Biotope Deutsche Wiesen und Weiden sind in Gefahr

Knapp zwei Drittel der Biotop-Typen in Deutschland sind gefährdet, berichtet das Bundesamt für Naturschutz. Schuld ist oft die Landwirtschaft. Es gibt aber auch positive Entwicklungen.

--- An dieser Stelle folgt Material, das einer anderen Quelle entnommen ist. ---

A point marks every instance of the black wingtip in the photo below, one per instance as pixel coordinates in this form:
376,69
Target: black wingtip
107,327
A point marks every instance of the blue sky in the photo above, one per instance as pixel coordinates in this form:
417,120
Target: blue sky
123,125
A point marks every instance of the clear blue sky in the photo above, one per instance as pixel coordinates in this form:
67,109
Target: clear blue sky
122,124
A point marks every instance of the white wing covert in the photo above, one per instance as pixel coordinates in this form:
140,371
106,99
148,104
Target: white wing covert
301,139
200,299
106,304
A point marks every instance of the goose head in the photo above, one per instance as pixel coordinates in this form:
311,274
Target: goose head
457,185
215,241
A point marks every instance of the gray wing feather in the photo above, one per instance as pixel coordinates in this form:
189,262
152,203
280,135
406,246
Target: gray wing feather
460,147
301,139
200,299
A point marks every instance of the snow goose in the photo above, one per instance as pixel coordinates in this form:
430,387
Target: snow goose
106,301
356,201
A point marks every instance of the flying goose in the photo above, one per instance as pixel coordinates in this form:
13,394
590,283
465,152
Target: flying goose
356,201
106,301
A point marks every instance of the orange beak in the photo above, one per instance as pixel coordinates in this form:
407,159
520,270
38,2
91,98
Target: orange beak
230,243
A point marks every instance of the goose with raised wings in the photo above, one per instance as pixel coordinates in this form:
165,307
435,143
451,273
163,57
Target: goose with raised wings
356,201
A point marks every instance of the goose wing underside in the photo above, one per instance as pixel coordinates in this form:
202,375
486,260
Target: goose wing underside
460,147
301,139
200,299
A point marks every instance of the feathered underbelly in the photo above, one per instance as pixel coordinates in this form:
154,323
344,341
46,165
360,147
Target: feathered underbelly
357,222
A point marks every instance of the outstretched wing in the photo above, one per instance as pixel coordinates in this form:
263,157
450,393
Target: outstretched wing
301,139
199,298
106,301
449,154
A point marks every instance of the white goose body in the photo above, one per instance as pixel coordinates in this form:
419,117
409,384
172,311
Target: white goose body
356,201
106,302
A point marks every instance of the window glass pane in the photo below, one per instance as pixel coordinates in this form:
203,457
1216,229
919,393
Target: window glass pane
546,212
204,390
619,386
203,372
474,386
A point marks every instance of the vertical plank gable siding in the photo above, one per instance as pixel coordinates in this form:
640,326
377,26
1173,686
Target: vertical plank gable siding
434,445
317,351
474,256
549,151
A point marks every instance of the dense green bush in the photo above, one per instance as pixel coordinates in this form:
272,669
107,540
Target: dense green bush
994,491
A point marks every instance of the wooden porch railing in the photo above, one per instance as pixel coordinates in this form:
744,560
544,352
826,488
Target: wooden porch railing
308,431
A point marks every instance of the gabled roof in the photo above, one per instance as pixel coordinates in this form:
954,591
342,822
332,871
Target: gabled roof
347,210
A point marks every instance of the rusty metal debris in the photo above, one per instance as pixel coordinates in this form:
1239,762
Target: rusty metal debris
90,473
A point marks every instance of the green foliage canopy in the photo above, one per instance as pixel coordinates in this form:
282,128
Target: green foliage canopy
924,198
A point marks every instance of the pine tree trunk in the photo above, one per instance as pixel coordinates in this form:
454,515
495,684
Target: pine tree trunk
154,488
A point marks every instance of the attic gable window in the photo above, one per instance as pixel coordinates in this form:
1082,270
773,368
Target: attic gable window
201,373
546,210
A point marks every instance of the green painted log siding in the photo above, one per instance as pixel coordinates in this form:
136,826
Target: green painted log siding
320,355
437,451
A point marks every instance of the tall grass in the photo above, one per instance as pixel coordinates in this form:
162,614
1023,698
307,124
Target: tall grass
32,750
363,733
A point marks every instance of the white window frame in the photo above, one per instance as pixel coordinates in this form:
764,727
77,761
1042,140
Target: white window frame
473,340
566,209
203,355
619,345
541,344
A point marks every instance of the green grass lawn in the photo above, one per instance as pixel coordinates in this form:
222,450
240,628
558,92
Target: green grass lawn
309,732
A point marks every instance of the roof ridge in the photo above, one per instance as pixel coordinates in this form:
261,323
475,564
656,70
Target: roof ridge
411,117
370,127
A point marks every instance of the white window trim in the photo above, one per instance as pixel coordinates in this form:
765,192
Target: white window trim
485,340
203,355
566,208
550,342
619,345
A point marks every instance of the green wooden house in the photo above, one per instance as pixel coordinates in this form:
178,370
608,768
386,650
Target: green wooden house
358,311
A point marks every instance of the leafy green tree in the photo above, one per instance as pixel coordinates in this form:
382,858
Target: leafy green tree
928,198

Uferschnepfe auf einer Feuchtwiese in Niedersachsen
imago/ blickwinkel

Uferschnepfe auf einer Feuchtwiese in Niedersachsen


Wiesen und Weiden in Deutschland sind zunehmend bedroht. Das geht aus Informationen des Bundesamts für Naturschutz (BfN) hervor, die Bundesumweltministerin Barbara Hendricks (SPD) am Mittwoch vorstellte. Demnach besteht für knapp zwei Drittel der 863 in Deutschland vorkommenden Lebensraum-Arten eine "angespannte Gefährdungslage", verursacht unter anderem durch intensive Landwirtschaft.

Hendricks sprach mit Blick auf die Rote Liste von einem "Alarmsignal". Der Zustand von Wiesen und Weiden werde vor allem wegen der Intensivierung der Landwirtschaft immer schlechter, erklärte sie.

Besonders deutlich verschlechtert hat sich die Lage den BfN-Daten nach beim Grünland, aber auch Streuobstwiesen stehen vermehrt unter Druck. Beate Jessel, Präsidentin des BfN, verwies darauf, dass beim Grünland schon Lebensräume "mittlerer Nutzung" wie die artenreichen Mähwiesen in die höchste Gefährdungskategorie fielen.

"Die Folgen dieser Entwicklung spiegeln sich auch im dramatischen Rückgang von Lebewesen der Agrarlandschaft wider, beispielsweise bei den Feldvögeln wie Feldlerche, Braunkehlchen oder Kiebitz und auch bei den Insekten", erklärte Jessel.

Kläranlagen entlasten Flüsse und Bäche

Es gibt aber auch positive Entwicklungen. Stabilisiert hat sich etwa die Entwicklung bei vielen Waldbiotopen. Dies hängt etwa mit einer nachhaltigeren Bewirtschaftung insbesondere in den öffentlichen Wäldern zusammen. Auch Biotope an Küsten sowie an zahlreichen Flüssen und Bächen erholen sich.

"Mit besseren Kläranlagen und Renaturierungsprojekten haben wir es zum Beispiel geschafft, dass es vielen Flüssen und Bächen wieder besser geht", erklärte Hendricks. Nun komme es "darauf an, dass auch die Agrarpolitik ihre Verantwortung für den Naturschutz wahrnimmt." Für das Grundwasser gilt der Positivtrend aufgrund der hohen Stickstoffbelastung durch Dünger allerdings nicht, auch viele stehende Gewässer sind weiterhin belastet.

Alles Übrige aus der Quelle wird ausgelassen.